The original context window length of Llama3-8B-Instruct is 8K. It is equipped with GQA (Grouped-Query Attention), which means it has a lower proportion of parameters for attention modules than Llama2-7B-Base/Chat (MHA). We use FreqKV to extend the context window from 8K to 16K and evaluate the performance on six Single-Doc QA and Summarization tasks from LongBench. The results of the vanilla model and the SOTA KV compression method SnapKV are also reported in the following table.
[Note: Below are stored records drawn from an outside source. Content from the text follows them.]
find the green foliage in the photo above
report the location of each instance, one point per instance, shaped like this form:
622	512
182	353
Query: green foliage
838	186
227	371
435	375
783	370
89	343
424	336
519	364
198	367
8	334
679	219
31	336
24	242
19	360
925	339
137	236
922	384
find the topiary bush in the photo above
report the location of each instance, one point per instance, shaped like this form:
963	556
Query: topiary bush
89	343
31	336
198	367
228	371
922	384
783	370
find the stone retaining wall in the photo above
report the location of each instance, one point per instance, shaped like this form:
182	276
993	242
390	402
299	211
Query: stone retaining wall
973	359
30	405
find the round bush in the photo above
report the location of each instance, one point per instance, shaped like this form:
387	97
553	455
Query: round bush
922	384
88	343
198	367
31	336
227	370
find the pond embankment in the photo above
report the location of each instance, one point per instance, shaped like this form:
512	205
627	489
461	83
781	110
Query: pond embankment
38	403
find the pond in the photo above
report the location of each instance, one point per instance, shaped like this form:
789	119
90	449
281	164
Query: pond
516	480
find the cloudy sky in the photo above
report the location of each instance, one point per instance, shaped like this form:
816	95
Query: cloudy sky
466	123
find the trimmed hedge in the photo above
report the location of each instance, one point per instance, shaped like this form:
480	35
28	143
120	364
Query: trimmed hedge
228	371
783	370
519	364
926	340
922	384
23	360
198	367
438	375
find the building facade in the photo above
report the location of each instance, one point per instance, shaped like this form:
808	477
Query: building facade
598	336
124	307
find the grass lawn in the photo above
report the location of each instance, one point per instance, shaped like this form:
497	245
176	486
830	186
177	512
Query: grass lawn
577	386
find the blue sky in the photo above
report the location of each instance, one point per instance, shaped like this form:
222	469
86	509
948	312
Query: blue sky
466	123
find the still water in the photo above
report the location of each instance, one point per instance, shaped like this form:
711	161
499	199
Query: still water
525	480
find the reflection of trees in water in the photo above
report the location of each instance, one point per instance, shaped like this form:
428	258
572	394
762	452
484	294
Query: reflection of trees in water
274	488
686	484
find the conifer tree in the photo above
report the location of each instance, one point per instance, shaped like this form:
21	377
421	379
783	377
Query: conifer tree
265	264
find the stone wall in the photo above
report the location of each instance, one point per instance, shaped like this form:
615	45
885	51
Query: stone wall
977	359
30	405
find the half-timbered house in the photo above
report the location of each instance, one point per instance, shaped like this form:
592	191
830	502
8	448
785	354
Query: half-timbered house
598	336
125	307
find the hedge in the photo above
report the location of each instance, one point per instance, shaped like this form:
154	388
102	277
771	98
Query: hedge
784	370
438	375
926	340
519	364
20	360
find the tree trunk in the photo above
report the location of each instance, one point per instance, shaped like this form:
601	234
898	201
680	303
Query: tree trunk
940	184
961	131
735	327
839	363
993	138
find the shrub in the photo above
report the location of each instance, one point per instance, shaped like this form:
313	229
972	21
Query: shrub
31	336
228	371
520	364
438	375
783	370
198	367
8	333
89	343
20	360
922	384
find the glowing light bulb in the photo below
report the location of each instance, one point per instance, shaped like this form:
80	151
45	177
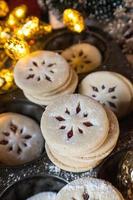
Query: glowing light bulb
20	12
4	34
16	48
4	9
73	20
12	21
6	80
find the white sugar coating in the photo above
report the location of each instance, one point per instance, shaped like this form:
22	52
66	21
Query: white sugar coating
107	146
43	196
41	71
83	57
75	122
109	90
89	187
21	139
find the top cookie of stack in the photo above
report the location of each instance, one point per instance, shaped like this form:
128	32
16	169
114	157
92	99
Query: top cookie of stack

| models | Narrative QA | Qasper | MultiFieldQA-en | GovReport | QMSum | MultiNews |
|---|---|---|---|---|---|---|
| Llama3-8B-Instruct | 22.52 | 31.83 | 41.04 | 28.87 | 23.25 | 26.46 |
| + SnapKV | 22.27 | 31.93 | 41.03 | 28.77 | 23.14 | 26.62 |
| + FreqKV | 20.55 | 32.59 | 45.53 | 30.86 | 22.61 | 28.19 |
Llama3 and SnapKV are evaluated with a context length of 8K. Their performance drops significantly when setting the context length to 16K. FreqKV is evaluated with a context length of 16K. While SnapKV maintains the performance of the vanilla model, FreqKV enables the model to handle longer contexts and achieves improvements on most tasks. It demonstrates the effectiveness of FreqKV when applied to Llama3-8B-Instruct.
Moreover, we evaluate FreqKV and SnapKV on Needle-in-a-Haystack with the document length ranging from 1K to 16K. FreqKV performs well in extending the context window and achieves an average accuracy of 95.2%, significantly outperforming SnapKV which achieves only 51.5%.
Detailed results are provided in the Appendix. E of the revised version. These experimental results demonstrate the effectiveness of FreqKV when applied to Llama3-8B-Instruct.
We hope that the provided results on Llama3 have addressed your concerns.
Dear Reviewer,
Thank you for the time and attention you've dedicated to reviewing our paper. As the discussion stage is coming to an end, please let us know whether we have addressed your concerns or if any further discussions are needed.
We look forward to your feedback and thank you once again for your valuable contribution to our work.
Best, Authors
Thank you for the llama-3-8B results. It actually answers my questions. I will raise my score.
We truly appreciate your recognition and support! Thank you once again for the time and diligence you've dedicated to reviewing our paper.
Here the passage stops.